"Barrierefreiheit? Da ist Deutschland ein Entwicklungsland"

Stand: 05.05.2023, 12:12 Uhr

Gramoz Krasniqi sitzt im Rollstuhl - und rappt über ein Leben voller Hindernisse. Mit Humor und Angriffslust beweist er sich in einer Szene, in der "behindert" oft als Schimpfwort gilt.

Gramoz Krasniqi ist als Rapper unter dem Namen Rolling G bekannt. Zum Internationalen Protesttag zur Gleichstellung von Menschen mit Behinderung hat der 26-jährige Düsseldorfer mit dem Kölner Rapper Eko Fresh den Song "Neue Wege" veröffentlicht.

WDR: Herr Krasniqi, in Ihrem Song "Neue Wege" thematisieren Sie die Schwierigkeiten und Hindernisse, auf die Sie als Rollstuhlfahrer immer wieder stoßen: Treppen, Barrieren, fehlende Rampen. Wie kam es dazu?

Rolling G und Eko Fresh

Rolling G und Eko Fresh

Gramoz Krasniqi: Ich bin von Geburt an körperlich beeinträchtigt, und da fallen mir die Barrieren im Alltag natürlich aus erster Hand auf, und zwar ständig und überall. Das macht einen nach einer gewissen Zeit einfach mürbe und müde. In Sachen Barrierefreiheit ist Deutschland einfach ein Entwicklungsland. Irgendwann habe ich mir gesagt: Es reicht, ich muss etwas unternehmen. Und dann hat sich die Gelegenheit mit dem Song ergeben, für den die "Aktion Mensch" über eine Agentur an mich herangetreten ist.

WDR: Sie beklagen die Zustände in Deutschland. In welchen Ländern läuft das besser?

Krasniqi: Die skandinavischen Länder sind da deutlich weiter, und auch die Niederlande. Ich hatte selbst einmal die Situation, dass ich mit dem Zug nach Amsterdam gefahren bin, wo man mir bei der Ankunft aus der Bahn heraushelfen musste. Wenn ich in Deutschland Bahn fahre, muss ich das zwei Tage vorher anmelden. In den Niederlanden reichen 30 Minuten.

WDR: Welche Einschränkungen erleben Sie noch konkret in Ihrem Alltag? Wie ist das, wenn Sie zum Beispiel als Zuschauer auf ein Konzert wollen?

Krasniqi: Das fängt schon mit der Anreise an. Die Straßenbahnstation in der Nähe meiner Wohnung in Düsseldorf ist nicht barrierefrei. Ich muss also mit dem Rollstuhl erst einmal eine Haltestelle weiter fahren, um überhaupt in die Straßenbahn einsteigen zu können. Dann muss ich hoffen, dass an den Bahnhöfen die Aufzüge funktionieren. Und dann muss ich noch hoffen, dass der Club barrierefrei ist - was bei 95 Prozent nicht der Fall ist.

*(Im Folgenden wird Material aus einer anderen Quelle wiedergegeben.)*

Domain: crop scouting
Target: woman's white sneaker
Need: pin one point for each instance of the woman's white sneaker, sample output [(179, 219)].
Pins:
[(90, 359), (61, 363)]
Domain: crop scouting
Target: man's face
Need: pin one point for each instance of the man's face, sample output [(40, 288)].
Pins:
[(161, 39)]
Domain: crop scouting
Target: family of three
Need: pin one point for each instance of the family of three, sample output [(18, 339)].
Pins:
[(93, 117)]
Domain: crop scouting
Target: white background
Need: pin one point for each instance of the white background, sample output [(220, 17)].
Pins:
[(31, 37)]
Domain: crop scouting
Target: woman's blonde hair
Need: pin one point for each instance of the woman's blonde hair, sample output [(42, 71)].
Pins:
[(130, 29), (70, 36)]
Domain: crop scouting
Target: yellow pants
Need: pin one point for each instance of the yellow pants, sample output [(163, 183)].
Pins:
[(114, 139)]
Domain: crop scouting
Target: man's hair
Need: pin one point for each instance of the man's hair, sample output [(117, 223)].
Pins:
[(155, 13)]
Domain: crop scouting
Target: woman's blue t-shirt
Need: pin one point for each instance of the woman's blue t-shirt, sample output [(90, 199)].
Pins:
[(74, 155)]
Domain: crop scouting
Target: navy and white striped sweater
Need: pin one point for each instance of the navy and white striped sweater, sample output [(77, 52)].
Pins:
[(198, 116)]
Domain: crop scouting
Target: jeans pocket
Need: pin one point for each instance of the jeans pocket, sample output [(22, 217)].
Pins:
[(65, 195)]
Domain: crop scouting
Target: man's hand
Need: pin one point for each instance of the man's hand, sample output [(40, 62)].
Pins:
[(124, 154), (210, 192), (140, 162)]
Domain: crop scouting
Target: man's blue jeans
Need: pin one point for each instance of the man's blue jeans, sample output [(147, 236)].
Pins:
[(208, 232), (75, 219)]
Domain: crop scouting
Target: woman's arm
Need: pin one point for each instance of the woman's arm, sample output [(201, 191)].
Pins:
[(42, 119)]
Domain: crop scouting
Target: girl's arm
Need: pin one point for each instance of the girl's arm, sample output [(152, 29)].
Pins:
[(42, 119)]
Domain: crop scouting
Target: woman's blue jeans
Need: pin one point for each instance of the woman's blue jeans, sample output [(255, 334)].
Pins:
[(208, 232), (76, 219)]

Aber auch bei großen Hallen gibt es Verbesserungsbedarf. Zum Beispiel die Mitsubishi Electric Halle hier in Düsseldorf. Dort gibt es zwar eine Tribüne für die Menschen mit Beeinträchtigung. Aber leider stehen dort auch mehrere Pfeiler, und wenn man Pech hat, blockieren die einem den ganzen Abend die Sicht. Dann sitzt man da und denkt sich: Wofür habe ich jetzt ein Ticket gekauft, wenn ich sowieso kaum etwas sehe?

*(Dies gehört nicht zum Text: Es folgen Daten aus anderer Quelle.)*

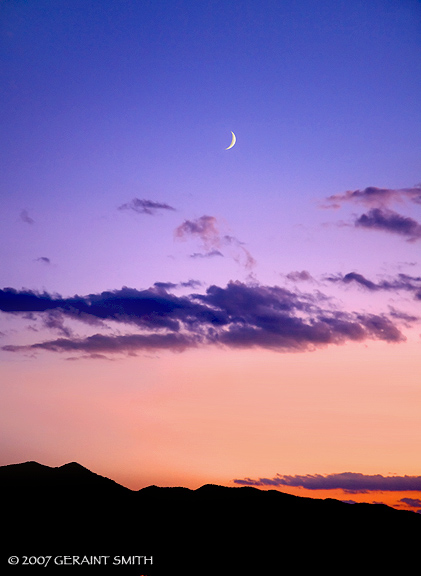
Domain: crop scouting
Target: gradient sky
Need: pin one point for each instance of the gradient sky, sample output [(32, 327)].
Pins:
[(176, 313)]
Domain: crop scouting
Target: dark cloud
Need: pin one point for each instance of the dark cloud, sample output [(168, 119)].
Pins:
[(145, 206), (238, 316), (403, 282), (390, 221), (380, 217), (412, 502), (376, 197), (349, 482), (24, 216)]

WDR: Was kann getan werden, um die Situation zu verbessern? Was fordern Sie?

Krasniqi: Es muss infrastrukturell viel mehr passieren, was etwa öffentliche Verkehrsmittel oder Bürgersteige angeht. Auch Bildungsstätten wie Schulen und Universitäten sind nur begrenzt barrierefrei. Und man sollte bei Neubauten verpflichtend vorschreiben, dass diese barrierefrei gestaltet werden.

WDR: Sie arbeiten als Sozialarbeiter an einer Realschule, sind aber auch schon seit Jahren als Rapper unterwegs. Wie kam es dazu?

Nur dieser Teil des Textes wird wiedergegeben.